Küresel İklim değişikliğine bağlı olarak azalan yağışlar, artan buharlaşma ve uygulanan yanlış politikalar, dünyanın 2'nci büyük tuz gölü olan Urmiye Gölü'nün önce alan kaybetmesine ardından da büyük ölçüde kurumasına neden oldu.
Gölün tekrar eski haline gelmesi için İran hükümeti tarafından gerekli çalışmalar yapılsa da kurumaya engel olunamadı. Yaklaşık 5 bin 200 kilometrekarelik gölün kurumasıyla birlikte dev tuz birikintileri oluştu.

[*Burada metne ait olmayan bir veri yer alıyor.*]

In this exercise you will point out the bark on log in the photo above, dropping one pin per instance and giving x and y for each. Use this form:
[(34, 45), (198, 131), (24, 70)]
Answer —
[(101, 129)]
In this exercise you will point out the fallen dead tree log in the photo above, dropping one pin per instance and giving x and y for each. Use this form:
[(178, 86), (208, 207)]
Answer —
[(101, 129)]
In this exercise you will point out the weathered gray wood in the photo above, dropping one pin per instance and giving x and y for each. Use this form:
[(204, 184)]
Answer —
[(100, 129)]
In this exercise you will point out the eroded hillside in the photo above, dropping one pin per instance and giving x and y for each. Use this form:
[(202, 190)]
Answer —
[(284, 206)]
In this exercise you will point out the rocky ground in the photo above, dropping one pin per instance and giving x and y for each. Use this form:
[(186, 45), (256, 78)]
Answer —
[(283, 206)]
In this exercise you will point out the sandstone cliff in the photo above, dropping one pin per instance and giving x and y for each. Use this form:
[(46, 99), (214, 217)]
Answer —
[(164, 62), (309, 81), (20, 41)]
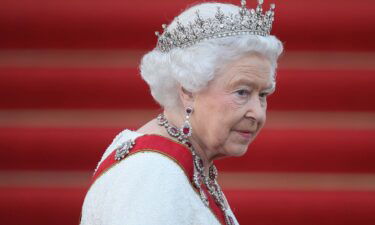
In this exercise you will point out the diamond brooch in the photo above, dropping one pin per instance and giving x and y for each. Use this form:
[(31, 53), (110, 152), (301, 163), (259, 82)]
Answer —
[(123, 149)]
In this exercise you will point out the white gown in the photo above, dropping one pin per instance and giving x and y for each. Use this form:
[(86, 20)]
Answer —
[(145, 188)]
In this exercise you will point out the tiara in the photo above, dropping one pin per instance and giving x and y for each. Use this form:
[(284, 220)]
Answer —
[(246, 21)]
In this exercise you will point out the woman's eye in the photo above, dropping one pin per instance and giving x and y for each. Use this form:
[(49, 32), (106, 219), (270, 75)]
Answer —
[(242, 92), (263, 95)]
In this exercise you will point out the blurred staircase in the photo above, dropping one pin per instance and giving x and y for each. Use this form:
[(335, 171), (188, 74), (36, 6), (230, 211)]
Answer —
[(69, 82)]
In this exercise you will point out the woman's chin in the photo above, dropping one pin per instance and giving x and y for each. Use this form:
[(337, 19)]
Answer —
[(237, 150)]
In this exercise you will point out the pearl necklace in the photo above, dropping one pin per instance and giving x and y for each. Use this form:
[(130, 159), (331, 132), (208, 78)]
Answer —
[(199, 178)]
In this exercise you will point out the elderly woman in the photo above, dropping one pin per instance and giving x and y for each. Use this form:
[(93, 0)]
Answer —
[(211, 71)]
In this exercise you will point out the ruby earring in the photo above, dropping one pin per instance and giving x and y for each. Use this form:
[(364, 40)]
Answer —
[(186, 129)]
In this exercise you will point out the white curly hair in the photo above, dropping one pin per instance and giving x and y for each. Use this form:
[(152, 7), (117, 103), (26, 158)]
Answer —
[(193, 67)]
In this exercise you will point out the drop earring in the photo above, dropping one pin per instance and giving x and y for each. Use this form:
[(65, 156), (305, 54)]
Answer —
[(186, 129)]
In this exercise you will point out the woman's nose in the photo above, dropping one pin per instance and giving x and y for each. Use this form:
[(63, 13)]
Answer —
[(256, 109)]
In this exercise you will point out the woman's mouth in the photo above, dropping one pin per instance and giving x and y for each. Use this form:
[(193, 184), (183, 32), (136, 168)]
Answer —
[(245, 134)]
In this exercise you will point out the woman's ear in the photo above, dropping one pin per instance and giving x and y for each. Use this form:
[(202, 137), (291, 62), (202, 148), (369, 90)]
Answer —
[(187, 97)]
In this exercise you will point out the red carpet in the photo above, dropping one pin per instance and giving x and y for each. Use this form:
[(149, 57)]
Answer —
[(273, 151), (62, 206), (302, 169), (105, 88)]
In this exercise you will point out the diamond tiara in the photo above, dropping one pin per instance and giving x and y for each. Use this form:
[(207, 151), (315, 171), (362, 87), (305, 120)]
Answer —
[(246, 21)]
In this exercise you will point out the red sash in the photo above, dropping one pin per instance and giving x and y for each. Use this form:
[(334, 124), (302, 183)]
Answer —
[(173, 150)]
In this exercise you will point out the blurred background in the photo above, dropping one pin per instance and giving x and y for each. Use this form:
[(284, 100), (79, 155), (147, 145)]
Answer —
[(69, 82)]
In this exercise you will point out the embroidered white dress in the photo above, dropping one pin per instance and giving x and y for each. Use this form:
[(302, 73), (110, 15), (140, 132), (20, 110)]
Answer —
[(145, 188)]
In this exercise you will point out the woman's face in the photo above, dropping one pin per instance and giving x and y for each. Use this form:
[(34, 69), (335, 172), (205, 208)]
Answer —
[(231, 111)]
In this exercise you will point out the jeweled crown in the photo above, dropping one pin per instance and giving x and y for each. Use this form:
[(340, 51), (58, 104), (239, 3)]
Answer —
[(246, 21)]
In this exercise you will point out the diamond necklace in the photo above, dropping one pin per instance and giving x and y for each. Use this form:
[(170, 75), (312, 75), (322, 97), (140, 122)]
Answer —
[(199, 178)]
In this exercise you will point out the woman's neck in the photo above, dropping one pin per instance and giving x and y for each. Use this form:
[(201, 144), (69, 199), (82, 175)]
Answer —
[(177, 119)]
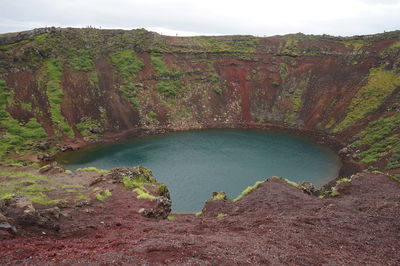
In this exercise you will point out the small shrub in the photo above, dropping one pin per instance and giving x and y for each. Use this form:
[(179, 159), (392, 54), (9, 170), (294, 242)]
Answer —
[(103, 195), (218, 90), (221, 215), (275, 84), (142, 193), (334, 192)]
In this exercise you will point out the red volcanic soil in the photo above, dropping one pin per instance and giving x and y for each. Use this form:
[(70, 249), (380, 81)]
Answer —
[(276, 224)]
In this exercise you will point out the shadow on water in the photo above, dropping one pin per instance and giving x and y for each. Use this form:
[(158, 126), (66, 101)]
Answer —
[(195, 163)]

"TUZLANMAYLA BİRLİKTE BİR VERİMSİZLİK OLACAK"
YYÜ Edebiyat Fakültesi Coğrafya Bölümü Öğretim Üyesi Prof. Dr. Alaeddinoğlu, havzadaki tuzun rüzgarla bölgeye dağılmaya başladığına dikkat çekti.

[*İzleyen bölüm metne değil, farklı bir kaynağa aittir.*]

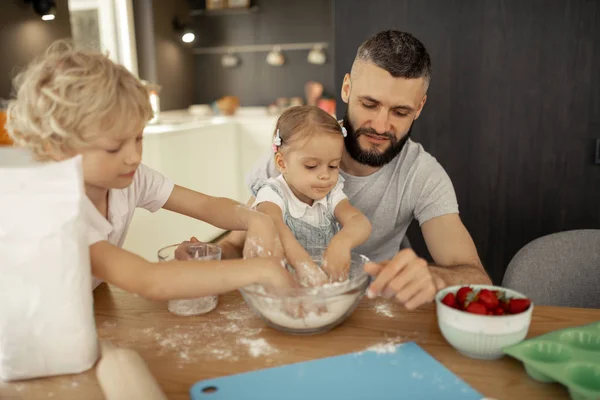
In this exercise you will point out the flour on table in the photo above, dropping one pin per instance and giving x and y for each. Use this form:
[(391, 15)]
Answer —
[(384, 308), (258, 347), (383, 348), (228, 334)]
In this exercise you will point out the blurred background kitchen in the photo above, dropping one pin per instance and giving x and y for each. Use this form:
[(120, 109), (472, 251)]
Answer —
[(513, 112)]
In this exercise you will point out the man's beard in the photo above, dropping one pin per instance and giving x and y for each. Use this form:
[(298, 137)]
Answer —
[(372, 158)]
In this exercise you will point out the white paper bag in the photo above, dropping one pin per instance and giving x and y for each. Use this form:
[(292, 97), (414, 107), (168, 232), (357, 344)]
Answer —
[(46, 306)]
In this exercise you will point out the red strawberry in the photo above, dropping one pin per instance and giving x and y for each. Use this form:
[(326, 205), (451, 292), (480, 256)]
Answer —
[(488, 299), (477, 308), (449, 300), (516, 306), (461, 295)]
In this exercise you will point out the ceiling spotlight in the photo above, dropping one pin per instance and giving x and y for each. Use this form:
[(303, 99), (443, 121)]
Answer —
[(317, 56), (187, 34), (188, 37), (45, 8), (275, 57)]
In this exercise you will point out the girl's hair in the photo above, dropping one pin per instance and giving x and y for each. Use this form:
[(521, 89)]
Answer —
[(302, 122), (66, 98)]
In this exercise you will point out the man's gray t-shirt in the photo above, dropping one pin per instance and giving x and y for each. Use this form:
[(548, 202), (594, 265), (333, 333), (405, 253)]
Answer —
[(412, 185)]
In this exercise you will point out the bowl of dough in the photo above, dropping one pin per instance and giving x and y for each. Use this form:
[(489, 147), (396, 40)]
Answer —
[(310, 310)]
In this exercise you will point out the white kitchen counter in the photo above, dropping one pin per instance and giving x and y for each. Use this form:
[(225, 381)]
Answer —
[(211, 155)]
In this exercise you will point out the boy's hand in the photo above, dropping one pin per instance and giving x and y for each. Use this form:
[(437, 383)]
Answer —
[(276, 275), (262, 239), (182, 252), (336, 260)]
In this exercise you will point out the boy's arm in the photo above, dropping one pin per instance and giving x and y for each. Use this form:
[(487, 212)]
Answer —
[(182, 279), (228, 214)]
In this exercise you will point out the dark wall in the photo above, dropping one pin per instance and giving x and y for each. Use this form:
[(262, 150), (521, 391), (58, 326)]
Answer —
[(254, 81), (164, 59), (24, 36), (512, 113)]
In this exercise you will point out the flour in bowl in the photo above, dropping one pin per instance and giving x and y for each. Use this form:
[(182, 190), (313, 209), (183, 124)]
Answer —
[(276, 312)]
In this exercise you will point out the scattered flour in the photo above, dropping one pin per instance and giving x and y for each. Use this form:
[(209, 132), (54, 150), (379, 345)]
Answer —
[(384, 309), (258, 347), (229, 334), (383, 348), (197, 306)]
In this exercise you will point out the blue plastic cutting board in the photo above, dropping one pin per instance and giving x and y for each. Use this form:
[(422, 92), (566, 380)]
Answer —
[(407, 373)]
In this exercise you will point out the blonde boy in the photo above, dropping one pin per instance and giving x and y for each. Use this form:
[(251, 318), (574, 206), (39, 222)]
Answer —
[(72, 102)]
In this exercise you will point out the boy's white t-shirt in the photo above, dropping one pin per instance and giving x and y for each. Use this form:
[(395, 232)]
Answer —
[(313, 215), (149, 189)]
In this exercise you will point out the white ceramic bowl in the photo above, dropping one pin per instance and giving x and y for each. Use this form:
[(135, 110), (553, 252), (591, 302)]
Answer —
[(481, 336)]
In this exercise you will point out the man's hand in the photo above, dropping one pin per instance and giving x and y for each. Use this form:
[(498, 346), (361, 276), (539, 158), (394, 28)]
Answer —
[(336, 260), (406, 278)]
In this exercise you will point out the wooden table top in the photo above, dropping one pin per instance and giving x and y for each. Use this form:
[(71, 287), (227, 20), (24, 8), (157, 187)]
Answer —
[(182, 350)]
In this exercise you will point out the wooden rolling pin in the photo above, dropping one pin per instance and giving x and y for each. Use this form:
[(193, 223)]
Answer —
[(123, 375)]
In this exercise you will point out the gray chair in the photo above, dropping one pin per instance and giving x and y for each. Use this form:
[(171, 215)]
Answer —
[(561, 269)]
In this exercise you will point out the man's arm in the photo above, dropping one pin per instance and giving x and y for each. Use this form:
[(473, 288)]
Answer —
[(409, 280), (453, 251)]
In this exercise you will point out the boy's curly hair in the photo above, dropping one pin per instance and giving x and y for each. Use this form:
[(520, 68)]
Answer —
[(66, 98)]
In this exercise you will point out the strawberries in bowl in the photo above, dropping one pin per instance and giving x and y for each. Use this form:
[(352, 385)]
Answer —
[(485, 301), (480, 320)]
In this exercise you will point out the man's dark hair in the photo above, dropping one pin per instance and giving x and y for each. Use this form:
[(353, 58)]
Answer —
[(399, 53)]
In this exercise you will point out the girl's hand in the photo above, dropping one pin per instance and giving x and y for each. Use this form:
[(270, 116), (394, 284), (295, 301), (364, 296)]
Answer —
[(336, 260), (310, 274)]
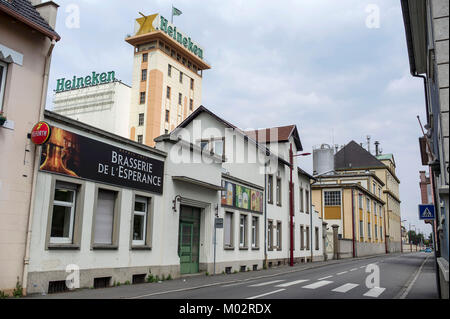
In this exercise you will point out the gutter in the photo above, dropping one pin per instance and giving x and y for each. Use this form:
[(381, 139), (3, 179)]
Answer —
[(35, 169)]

Prof. Dr. Alaeddinoğlu, "O tuzun gittiği her bölgede tuzlanmayla birlikte artık bir verimsizlik olacak. Yani o bölgedeki verimli toprakların yok olmasına neden oluyor. Tabi ki göl bir ekosistem. O gölün ortadan kalkması, o bölgedeki o tuzların bir çöl haline dönüşmesi ve bu çöl haline dönüşen tuz birikintilerinin yüzlerce, hatta binlerce kilometre öteye rüzgarla taşınmasına neden olacak. Bizim o rüzgarla taşınan bütün alanlarımız doğal olarak o tuzdan etkilenecek. Tarımsal alanların verimsizliğine neden olacak" dedi.
"VAN ETKİ ALANI İÇİNDE OLABİLİR"
Bu tahribat durumunun sadece o bölgeyi etkilemeyeceğini de dikkat çeken Prof. Dr. Alaeddinoğlu, "Yakın coğrafyada yani içinde Türkiye'nin de bulunduğu, ülkemizin de bulunduğu, Doğu Anadolu Bölgesi'nin önemli bir bölümünü de etkileyecek. Verimli toprak alanlarını, su kaynaklarının tamamını etkiler.
Dolayısıyla bu alanların o çölleşme tuzla beraber gelen, o çölleşme hareketi içinde bulunan komşu ülkeleri de etkileyecek. Türkiye bunlardan bir tanesidir. Türkiye'yi etkileyecek. Rüzgarla taşınan her bir tuz parçası gittiği coğrafyada tahribata neden olacak. Siz orayı suladığınızda zaten o tuzlu toprak verimliliği büyük ölçüde ortadan kaldıracak. Tam olarak ne kadar alanı etkileyecek sorusuna cevap bulmak lazım. Ama Van'ın da bu etki alanı içinde olduğunu söyleyebiliriz" diye konuştu.